Pero ahora el sol brillaba sobre el cielo aunque comenzaba a helar. Las manos, por más juntas que las tuviese se quebraban al menor movimiento y las mejillas me ardían de la fiebre que seguramente había estado controlándome todo este tiempo.

Pobre de mí, pobre de mí que era, como siempre, víctima una vez más. Pero esta vez no de ellos, no de ellos que pasaban solamente para saludar y cordialmente volverse a retirar, o a burlarse un rato para volver sus espaldas de nuevo hacia mí o invitarme a levantarme para arrepentirse cuando mis manos ya habían cambiado de posición y agarraban el borde de cerámica para empezarme a levantar. No, en esta oportunidad mis atacantes no eran aquellos androides hermosos y fríos que se reían al pasar. Esta vez yo era mi propio bufón y me estaba comenzando a gustar. Como si de pronto me conformase con inventar una figura ideal, que se adapte a lo poco que he pedido en estos años que me senté a esperar. Idealizarlo era mejor que salir a buscarlo y pensando que el amor lo conocemos mejor aquellos que lo soñamos y nunca quienes creen tenerlo en las palmas de sus manos. Vivir de estar forma, engañándome y feliz de hacerlo me convertía en un alienado que así terminaba, solo, sentado en el borde de la fuente viendo otra vida pasar, otra vida totalmente distinta y que jamás sabré qué tan real será en comparación con la que me gusta imaginar.
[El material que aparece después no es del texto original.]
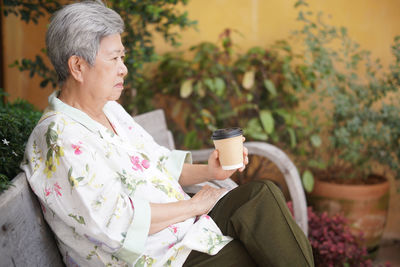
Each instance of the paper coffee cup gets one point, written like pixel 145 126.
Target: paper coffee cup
pixel 229 143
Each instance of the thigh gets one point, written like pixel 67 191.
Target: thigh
pixel 233 254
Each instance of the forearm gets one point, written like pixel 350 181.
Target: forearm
pixel 194 174
pixel 163 215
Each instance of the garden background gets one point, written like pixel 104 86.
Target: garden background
pixel 260 23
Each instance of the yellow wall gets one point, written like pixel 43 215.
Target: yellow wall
pixel 373 24
pixel 21 40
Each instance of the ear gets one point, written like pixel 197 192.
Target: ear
pixel 76 67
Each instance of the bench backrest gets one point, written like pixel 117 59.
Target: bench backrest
pixel 26 239
pixel 155 124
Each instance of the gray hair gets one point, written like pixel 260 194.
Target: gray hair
pixel 77 29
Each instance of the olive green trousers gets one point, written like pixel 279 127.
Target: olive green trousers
pixel 265 234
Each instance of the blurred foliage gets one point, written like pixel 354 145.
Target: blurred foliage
pixel 28 10
pixel 143 19
pixel 353 102
pixel 17 120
Miré al suelo y efectivamente era yo quien comenzaba a girar. Ninguno de ellos se percató pero no me importaba ya. Me gustaba pensar que en la cima de alguno de aquellos altísimos edificios alguien me miraba con algún binocular y esperaba a que caiga dormido de tanto esperar para despertarme después de bajar. Reí de nuevo. El sonido del agua me imitaba. Todo es irreal, el amor no existe más, pero existirá mientras lo recree en mi mente con cada historia que se dibuje en mi imaginación con cada rostro de belleza que se cruza al pasar. Estoy dando vueltas y cada vez me duele más. Estoy solo y nadie se da cuenta de mi fragilidad. La cerámica nunca se romperá, y la fuente seguirá tirando chorros hacia el cielo pretendiéndolo alcanzar. Estoy en este juego que no me lleva a ningún lado, pero que me gusta jugar.